Government relief measures and regulatory relief may have obscured the basic creditworthiness of debtors. If these measures expire and the actual financial position of the companies is disclosed, it may affect the credit quality. Lagarde pointed to key indicators such as deferred loans, which were already pointing to a decline. The final impact on non-performing loans could only be determined after a delay of several years, and this depends on the dynamics of the economic recovery.
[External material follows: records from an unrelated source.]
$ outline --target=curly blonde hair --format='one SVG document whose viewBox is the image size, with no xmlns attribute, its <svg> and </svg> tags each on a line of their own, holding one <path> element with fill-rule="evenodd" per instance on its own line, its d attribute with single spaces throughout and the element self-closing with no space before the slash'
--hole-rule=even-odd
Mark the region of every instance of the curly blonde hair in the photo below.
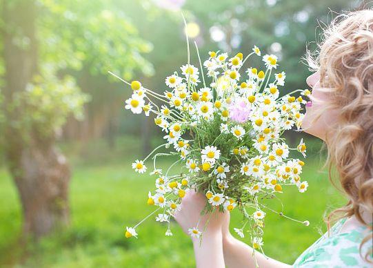
<svg viewBox="0 0 373 268">
<path fill-rule="evenodd" d="M 327 131 L 329 177 L 335 167 L 349 201 L 327 219 L 355 216 L 370 233 L 360 246 L 372 241 L 372 223 L 362 217 L 373 213 L 373 10 L 350 12 L 336 17 L 325 29 L 314 53 L 308 52 L 311 69 L 320 73 L 321 90 L 331 94 L 321 113 L 339 111 Z M 319 117 L 316 117 L 316 119 Z M 365 253 L 368 260 L 372 248 Z"/>
</svg>

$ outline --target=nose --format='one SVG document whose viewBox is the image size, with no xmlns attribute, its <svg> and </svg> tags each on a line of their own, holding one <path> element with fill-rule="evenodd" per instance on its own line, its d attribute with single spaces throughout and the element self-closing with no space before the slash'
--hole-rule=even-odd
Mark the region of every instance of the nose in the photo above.
<svg viewBox="0 0 373 268">
<path fill-rule="evenodd" d="M 319 77 L 319 72 L 316 72 L 307 77 L 305 82 L 308 86 L 310 86 L 311 88 L 313 88 L 314 84 L 317 82 Z"/>
</svg>

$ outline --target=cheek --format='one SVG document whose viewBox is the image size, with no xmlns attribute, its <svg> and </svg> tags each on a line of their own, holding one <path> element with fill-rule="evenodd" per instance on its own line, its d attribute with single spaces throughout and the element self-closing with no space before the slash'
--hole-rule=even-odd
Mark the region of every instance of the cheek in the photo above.
<svg viewBox="0 0 373 268">
<path fill-rule="evenodd" d="M 323 111 L 321 105 L 313 104 L 306 108 L 302 126 L 305 132 L 325 140 L 326 133 L 337 121 L 338 111 Z"/>
</svg>

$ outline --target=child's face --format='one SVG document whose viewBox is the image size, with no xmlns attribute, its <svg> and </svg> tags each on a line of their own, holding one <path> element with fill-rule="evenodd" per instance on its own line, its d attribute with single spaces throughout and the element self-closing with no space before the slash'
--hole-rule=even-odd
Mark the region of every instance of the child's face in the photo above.
<svg viewBox="0 0 373 268">
<path fill-rule="evenodd" d="M 331 95 L 330 93 L 323 90 L 319 72 L 310 75 L 306 82 L 312 88 L 312 93 L 311 100 L 306 104 L 302 128 L 305 132 L 325 140 L 327 131 L 336 123 L 338 111 L 327 110 L 320 115 L 321 109 L 330 101 Z"/>
</svg>

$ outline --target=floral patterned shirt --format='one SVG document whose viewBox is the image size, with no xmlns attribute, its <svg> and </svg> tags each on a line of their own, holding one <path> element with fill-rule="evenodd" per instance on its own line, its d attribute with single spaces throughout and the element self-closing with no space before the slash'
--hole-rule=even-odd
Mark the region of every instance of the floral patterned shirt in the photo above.
<svg viewBox="0 0 373 268">
<path fill-rule="evenodd" d="M 295 261 L 294 268 L 342 268 L 373 267 L 373 263 L 367 262 L 360 256 L 359 247 L 363 238 L 369 233 L 365 226 L 359 227 L 348 232 L 341 233 L 341 229 L 347 218 L 336 222 L 330 230 L 324 233 L 311 247 L 305 250 Z M 372 249 L 372 241 L 363 246 L 363 256 Z M 370 260 L 373 260 L 370 256 Z"/>
</svg>

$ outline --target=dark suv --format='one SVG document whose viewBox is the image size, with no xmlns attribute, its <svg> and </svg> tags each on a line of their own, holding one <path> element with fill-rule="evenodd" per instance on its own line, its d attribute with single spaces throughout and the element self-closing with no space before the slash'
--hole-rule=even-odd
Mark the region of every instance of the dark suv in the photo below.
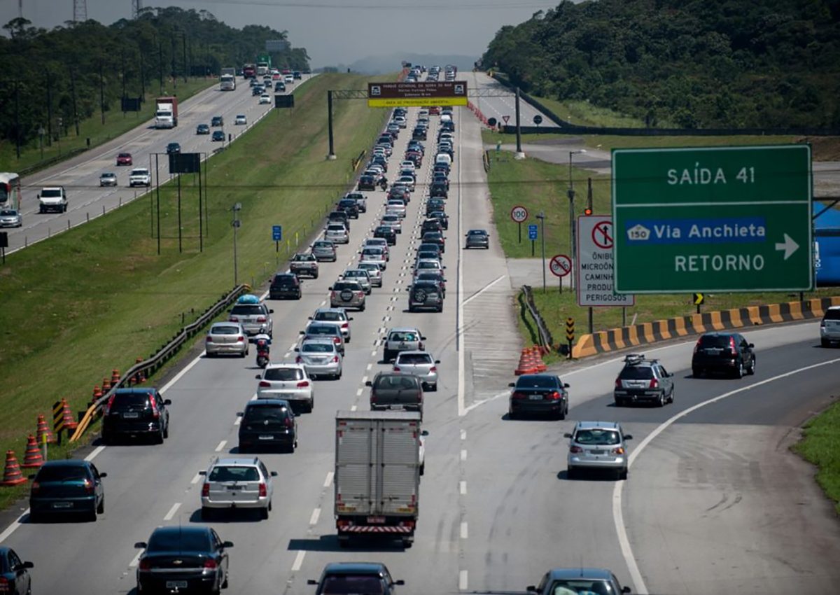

“We are very vigilant,” said Ana Botín, chair of the board of directors of the large Spanish bank. Santander. According to her, the focus is primarily on the sectors that have been hit hard by the epidemic. This includes tourism, which is very important for Spain and which has been particularly restricted to lockdowns. At the same time, Putin stressed that not all areas of the economy had suffered from the epidemic.

Margin effect prevails

Andrea Enria, head of banking supervision at the European Central Bank, spoke about the ultra-low interest rate environment. Too deep interest fee In the meantime, it will burden European banks more than it benefits them. According to the Italian, this negative impact on interest rate spreads is likely to persist for some time. “It is true that the margin effect has been prevalent lately,” Enria said. He pointed out that the banks succeeded in offsetting the negative interest impact through trading income and higher commission income. Despite the diversity of the sources of income, banks will have to handle the burdens of very low interest rates while taking into account their cost structures and business models.